Sans doute prendras-tu l'ICE pour rentrer. Juste le temps d'un café trop acide au bar. Et quelques regards jetés sans âme sur les champs détrempés par les dernières pluies. La terre bien trop sèche ne peut absorber comme il le faudrait ces pluies venues trop tard et trop brutalement. Elle rejette et s'étrangle. Se meurt doucement. Tailladée de routes et tachée de nos rejets obscurs. Et puis déjà l'entrée en ville. Aujourd'hui on entre en ville de loin. Les vieilles portes fortes ne sont plus là qu'arrimées à leur mémoire. Vestiges. Souvent bien gardés. Elles qui veillaient sur les sommeils des cités. Elles n'en peuvent plus, parfois, de noircir et de vibrer aux flots imbéciles des flux citadins.
L'abord en gare se fait en douceur. La rame se glisse à quai comme toi. Quand tu viens me rejoindre sous les draps. A peine un frémissement de la nuit. Ton odeur s'épanche en moi avec lenteur.
Nous ferons l'amour au tout petit jour. Encore si engourdis d'un sommeil en wagons bleus.
Fondre le réel. En finir de cet ennui qui encombre les caniveaux. L'habitude tue. Les habitudes rendent moroses et enfantent la mort. Nous ne supportons pas
l'enfermement sournois des jours. Nous avons besoin des matins de lagune. De l'âcreté blême d'un ciel triste. De la senteur du blé mur qui s'épanche au soir d'été...
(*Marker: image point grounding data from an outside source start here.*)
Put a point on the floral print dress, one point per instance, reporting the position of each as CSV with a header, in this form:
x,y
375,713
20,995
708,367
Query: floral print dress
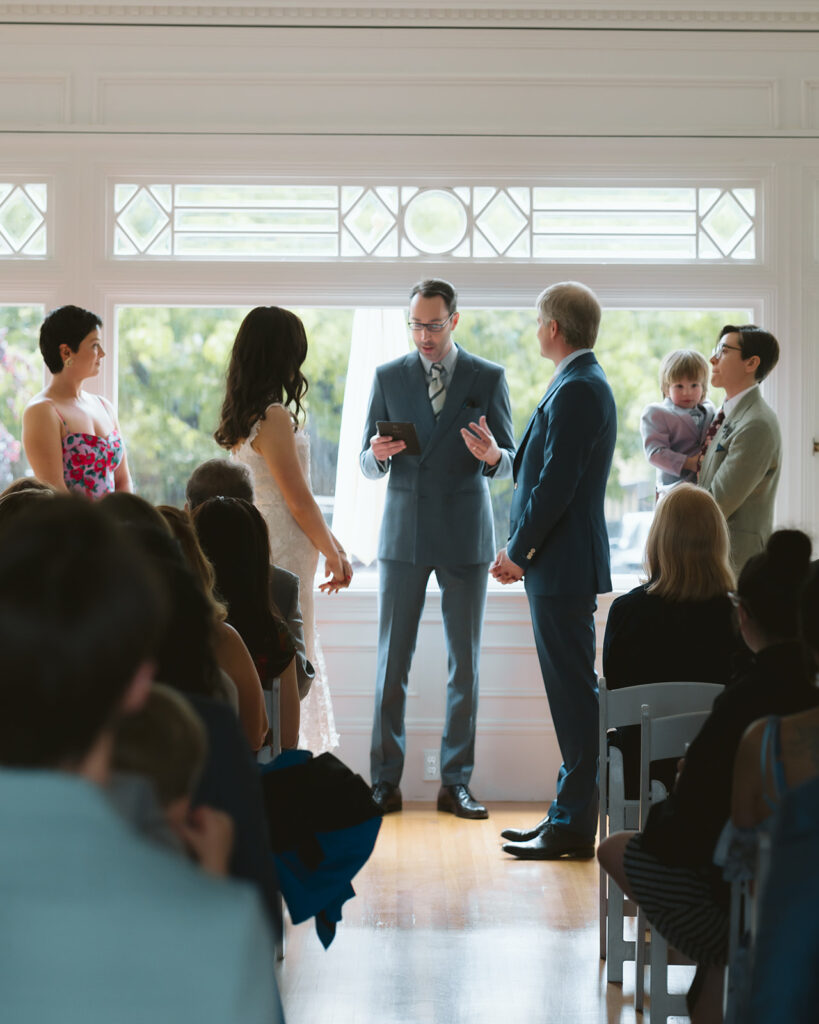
x,y
89,462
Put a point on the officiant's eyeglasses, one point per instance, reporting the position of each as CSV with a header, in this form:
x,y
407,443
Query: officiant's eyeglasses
x,y
432,328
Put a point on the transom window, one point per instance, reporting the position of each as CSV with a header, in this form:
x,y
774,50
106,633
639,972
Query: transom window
x,y
410,221
23,219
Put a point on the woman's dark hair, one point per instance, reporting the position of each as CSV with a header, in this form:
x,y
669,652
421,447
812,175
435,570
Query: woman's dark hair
x,y
233,537
183,651
771,583
79,613
66,326
268,351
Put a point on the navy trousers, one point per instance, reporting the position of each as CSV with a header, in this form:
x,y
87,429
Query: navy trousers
x,y
401,593
564,636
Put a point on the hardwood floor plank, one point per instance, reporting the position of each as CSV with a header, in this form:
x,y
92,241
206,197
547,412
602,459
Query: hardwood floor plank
x,y
445,929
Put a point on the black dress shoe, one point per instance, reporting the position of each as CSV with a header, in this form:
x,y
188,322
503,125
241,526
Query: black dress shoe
x,y
553,844
459,801
524,835
388,797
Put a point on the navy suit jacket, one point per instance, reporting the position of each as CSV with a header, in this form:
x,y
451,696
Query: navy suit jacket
x,y
558,526
438,510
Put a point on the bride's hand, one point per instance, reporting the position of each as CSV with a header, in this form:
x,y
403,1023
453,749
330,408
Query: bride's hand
x,y
340,571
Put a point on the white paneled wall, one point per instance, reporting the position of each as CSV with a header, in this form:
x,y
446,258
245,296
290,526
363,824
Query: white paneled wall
x,y
476,94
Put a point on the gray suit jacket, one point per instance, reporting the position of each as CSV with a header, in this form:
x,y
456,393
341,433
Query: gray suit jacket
x,y
100,926
438,510
285,592
741,470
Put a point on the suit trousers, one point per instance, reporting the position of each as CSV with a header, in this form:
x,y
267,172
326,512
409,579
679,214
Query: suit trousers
x,y
564,637
401,593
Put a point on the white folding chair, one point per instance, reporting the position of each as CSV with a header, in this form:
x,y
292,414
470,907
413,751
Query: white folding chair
x,y
665,736
620,708
272,702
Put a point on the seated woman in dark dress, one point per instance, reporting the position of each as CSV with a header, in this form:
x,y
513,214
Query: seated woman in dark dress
x,y
680,625
667,868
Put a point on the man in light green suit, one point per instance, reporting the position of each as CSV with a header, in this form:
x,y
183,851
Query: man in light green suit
x,y
97,925
743,458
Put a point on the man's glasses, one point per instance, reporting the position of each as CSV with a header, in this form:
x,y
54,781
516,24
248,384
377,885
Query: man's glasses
x,y
722,347
416,326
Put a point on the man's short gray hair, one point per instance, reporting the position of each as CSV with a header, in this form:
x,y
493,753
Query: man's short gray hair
x,y
575,309
219,478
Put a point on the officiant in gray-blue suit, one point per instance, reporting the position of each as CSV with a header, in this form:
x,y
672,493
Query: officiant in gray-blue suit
x,y
437,517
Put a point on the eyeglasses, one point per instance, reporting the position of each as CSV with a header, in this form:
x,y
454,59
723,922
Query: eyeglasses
x,y
722,348
432,328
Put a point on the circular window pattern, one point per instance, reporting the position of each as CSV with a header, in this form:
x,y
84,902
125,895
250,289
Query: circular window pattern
x,y
435,221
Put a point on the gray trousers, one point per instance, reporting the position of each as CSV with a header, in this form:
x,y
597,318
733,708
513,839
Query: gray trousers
x,y
401,594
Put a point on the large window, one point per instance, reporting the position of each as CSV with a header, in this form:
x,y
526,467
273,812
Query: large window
x,y
22,378
172,363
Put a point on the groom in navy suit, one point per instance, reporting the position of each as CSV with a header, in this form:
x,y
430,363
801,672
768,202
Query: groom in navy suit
x,y
437,517
559,546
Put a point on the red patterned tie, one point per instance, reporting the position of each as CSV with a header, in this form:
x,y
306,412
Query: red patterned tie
x,y
718,422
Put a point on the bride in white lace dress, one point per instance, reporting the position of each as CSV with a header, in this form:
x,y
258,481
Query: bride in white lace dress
x,y
260,426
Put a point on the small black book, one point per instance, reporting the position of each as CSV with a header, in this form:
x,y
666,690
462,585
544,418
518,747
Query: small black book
x,y
400,432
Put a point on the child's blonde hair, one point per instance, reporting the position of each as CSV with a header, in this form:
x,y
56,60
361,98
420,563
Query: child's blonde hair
x,y
684,364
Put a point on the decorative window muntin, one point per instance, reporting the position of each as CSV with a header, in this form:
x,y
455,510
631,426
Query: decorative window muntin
x,y
24,225
372,222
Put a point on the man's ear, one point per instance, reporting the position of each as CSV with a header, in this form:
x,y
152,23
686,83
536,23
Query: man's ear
x,y
138,688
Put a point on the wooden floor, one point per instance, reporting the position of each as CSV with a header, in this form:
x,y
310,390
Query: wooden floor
x,y
446,929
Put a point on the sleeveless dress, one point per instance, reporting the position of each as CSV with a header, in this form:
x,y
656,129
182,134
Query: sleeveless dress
x,y
292,549
89,462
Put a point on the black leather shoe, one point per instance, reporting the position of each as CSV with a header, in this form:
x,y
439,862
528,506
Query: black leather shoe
x,y
388,797
553,844
524,835
459,801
De l'oiseau de nuit qui nous émeut de son cri déchirant la pénombre fantomatique de la chambre aux volets que nous avons laissés ouverts et qui nous portent la lune
De l'ombre qui craque sous les pas peut-être d'un esprit romantique et qu'il nous plaît tant d'inventer quand mes doigts s'attardent à goûter le plaisir subtil et vagabond de ta peau juste-là, en orée de l'amour aux frontières du possible
Du voyage en wagon bleu pour serrer la nuit entre tes bras alors que passent les stations si blêmes
Besoin disais-tu, besoin au juste besoin de toi ici - dans l'insupportable solitude des murs
dans l'infinie déambulation de mes heures
Je ne t'attends plus, je cesse d'inventer ta voix - ta marche - tes phrases aléatoires et stupides
ton sourire sournois et ton rire imbécile
Je vis ici seul. Maintenant. Près d'ici filent les trains. Ils me sifflent à la nuit parfois quand le vent vient de l'ouest. Ou peut-être de l'est. Je n'ai pas le sens des cardinaux. Les hommes en rouge. Le sens de la scène.
Je vis seul ici. Avec le chat. Tu vois. Je vis seul avec le chat. Il me comprend. Si mieux que toi. Il est attentif. Caressant. Subtil. Discret aussi. Ce n'est pas comme toi.
Ton port prétentieux. Hautain. Ta marche condescendante. Faussement affable. Tellement hypocrite et sentencieuse.
Je vis seul ici. En amours de passage. C'est bien ainsi.
Je t'ai jeté(e) à l'oubli des composteurs. Tu feras l'avenir des potagers.